7) The price for purchasing the reproduction of this case from the Kim Jong-sik, that is, the price for purchasing the reproduction of this case from the defendant company and the defendant Kim Jong-sik, is the same as that for the column of (5) of the same list, and the price for which it was supplied to the plaintiff in the plaintiff city is the same as that for the column of (6) of the same list (it is clear that the defendant union and the defendant's civilian uniform were purchased from the Kim Jong-sik, because 105 of the product name "Neung" among the goods supplied to the plaintiff in the plaintiff city on December 22, 198, is not a product of Tae-sung Industrial Co., Ltd., but it is not a purchase from the Kim Jong-sik, in light of the evidence No. 8
D. Status of the plaintiff and the defendant under the purchase contract of this case
In fact, the purchase contract of this case is in the form as if the plaintiff Si and the defendant union entered into a collective contract as stipulated by the articles of association of the small and medium enterprise products purchase promotion law, the small and medium enterprise cooperative association, and the defendant cooperative. However, this is merely an appearance that the plaintiff Si and the supplier could not enter into a direct contract under the relevant provisions, and in substance, it should be deemed that the contract was entered into between the plaintiff Si and the defendant company, the defendant company, and the defendant's public and private-private partnership, and all rights and obligations under the above contract should be immediately deemed to belong to the above substantive parties without going through
2. Claim against the defendant union;
The plaintiff asserts as follows.
In other words, the contract price of the purchase of this case was set unfairly high as the difference between the price supplied by the plaintiff company or the defendant's civilian uniform to the plaintiff's city and the price supplied by the above Kim Jong-sik. Accordingly, the defendant association, as a party to the purchase contract of this case, should jointly and severally pay KRW 328,187,480 and KRW 352,571,020 to the plaintiff's city according to Article 7 of the Special Conditions for the Purchase of Goods.
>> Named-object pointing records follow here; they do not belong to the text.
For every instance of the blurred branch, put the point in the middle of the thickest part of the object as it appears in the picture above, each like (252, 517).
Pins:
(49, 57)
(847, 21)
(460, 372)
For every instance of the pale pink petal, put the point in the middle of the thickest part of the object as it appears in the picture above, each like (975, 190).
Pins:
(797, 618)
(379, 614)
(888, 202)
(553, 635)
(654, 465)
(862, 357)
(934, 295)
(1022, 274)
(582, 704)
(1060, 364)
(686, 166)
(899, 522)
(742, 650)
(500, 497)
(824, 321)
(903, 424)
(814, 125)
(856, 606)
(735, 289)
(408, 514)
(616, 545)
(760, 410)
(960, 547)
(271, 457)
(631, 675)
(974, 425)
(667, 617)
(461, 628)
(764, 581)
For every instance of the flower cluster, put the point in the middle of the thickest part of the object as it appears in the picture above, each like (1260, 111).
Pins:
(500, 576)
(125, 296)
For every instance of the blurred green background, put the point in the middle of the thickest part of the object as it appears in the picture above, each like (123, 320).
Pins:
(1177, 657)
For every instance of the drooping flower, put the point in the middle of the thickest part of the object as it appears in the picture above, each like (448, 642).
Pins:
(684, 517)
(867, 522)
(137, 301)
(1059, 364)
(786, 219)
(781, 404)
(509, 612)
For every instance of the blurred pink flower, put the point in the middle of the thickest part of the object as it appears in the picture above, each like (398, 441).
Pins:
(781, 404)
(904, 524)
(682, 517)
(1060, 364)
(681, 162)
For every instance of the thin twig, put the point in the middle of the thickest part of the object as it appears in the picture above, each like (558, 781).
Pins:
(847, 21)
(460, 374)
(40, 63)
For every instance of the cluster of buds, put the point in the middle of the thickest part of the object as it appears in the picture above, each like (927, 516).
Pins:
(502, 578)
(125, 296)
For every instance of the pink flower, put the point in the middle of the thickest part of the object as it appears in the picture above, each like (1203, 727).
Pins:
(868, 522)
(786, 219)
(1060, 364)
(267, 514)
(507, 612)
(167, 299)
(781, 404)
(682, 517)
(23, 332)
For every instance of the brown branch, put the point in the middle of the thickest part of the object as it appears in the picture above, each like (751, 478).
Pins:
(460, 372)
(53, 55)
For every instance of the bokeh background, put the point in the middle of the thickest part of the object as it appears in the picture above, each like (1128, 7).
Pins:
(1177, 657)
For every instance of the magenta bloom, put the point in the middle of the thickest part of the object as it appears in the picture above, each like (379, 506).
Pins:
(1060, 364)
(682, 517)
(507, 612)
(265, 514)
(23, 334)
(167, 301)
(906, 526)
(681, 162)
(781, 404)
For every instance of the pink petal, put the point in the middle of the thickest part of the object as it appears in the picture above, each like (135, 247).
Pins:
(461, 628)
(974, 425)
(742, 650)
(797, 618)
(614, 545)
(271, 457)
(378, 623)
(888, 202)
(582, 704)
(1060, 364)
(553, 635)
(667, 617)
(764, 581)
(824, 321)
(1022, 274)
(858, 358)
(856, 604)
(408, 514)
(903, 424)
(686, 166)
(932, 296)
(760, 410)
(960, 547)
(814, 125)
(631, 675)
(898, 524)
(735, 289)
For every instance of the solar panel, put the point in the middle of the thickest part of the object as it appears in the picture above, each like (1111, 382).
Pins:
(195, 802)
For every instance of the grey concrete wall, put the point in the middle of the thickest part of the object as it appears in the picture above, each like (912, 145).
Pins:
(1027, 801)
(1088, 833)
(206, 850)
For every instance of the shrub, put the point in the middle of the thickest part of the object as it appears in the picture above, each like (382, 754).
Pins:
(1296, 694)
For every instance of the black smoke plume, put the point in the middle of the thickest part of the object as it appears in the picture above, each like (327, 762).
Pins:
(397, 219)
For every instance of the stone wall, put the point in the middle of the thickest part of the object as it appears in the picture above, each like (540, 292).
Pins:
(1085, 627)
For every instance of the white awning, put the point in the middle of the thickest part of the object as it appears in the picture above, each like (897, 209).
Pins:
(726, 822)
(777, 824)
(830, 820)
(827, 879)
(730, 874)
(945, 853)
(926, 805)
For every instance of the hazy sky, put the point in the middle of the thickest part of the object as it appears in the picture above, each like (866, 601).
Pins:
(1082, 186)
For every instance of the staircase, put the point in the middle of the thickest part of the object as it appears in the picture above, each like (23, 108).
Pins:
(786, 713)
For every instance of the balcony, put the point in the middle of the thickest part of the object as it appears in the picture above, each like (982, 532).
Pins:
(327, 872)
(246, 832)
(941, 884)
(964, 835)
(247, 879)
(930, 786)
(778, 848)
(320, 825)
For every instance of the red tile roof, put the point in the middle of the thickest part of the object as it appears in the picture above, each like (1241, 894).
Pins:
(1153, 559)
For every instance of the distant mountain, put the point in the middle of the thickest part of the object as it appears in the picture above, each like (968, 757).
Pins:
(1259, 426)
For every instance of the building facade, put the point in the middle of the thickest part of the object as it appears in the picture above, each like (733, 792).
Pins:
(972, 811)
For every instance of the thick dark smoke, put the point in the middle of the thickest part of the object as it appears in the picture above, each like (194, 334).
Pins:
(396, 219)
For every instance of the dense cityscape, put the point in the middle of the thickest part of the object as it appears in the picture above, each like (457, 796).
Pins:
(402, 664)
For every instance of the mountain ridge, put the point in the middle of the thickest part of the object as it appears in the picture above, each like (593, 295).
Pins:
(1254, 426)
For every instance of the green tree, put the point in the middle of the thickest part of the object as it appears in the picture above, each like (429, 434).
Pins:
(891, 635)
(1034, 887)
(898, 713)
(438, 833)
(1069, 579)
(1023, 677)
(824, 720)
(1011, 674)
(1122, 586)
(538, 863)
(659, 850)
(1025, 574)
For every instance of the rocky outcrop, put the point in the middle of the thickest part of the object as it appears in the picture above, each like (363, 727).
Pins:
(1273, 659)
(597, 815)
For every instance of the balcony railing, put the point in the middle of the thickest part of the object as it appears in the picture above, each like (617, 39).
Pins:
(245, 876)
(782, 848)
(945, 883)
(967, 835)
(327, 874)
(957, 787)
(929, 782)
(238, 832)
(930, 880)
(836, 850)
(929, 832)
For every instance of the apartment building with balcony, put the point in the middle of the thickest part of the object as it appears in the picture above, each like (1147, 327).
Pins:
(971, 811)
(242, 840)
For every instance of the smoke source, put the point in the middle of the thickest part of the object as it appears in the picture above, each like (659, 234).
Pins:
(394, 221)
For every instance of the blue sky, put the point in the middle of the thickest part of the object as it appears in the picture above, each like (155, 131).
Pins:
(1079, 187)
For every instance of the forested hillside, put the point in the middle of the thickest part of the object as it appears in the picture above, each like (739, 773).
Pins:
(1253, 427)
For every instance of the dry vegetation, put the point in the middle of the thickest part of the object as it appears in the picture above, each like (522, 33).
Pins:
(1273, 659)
As determined earlier, the purchase contract of this case has the form as if the plaintiff Si and the defendant union entered into a collective contract, but this is merely an appearance that the plaintiff Si and the supplier could not enter into a direct contract under the relevant provisions, and the defendant union did not participate in the contract before and after the contract. The purchase contract of this case is deemed to have been entered into between the plaintiff, the defendant company, and the defendant's happiness. All rights and obligations under the above contract are attributed to the above substantial parties immediately without going through the defendant union. Thus, it cannot be said that the defendant union did an unlawful act by participating in the purchase contract of this case, or that the defendant union was liable for the plaintiff's failure to comply with the procedure stipulated in the Product Purchase Promotion Act, etc., and the plaintiff union did not enter into the purchase contract of this case with the defendant union, which was the representative director of the defendant company, after setting all the contract terms and conditions, and the defendant union did not participate in the purchase contract of this case later on the ground that it cannot be held liable for reduction of the contract amount or the prior contract terms.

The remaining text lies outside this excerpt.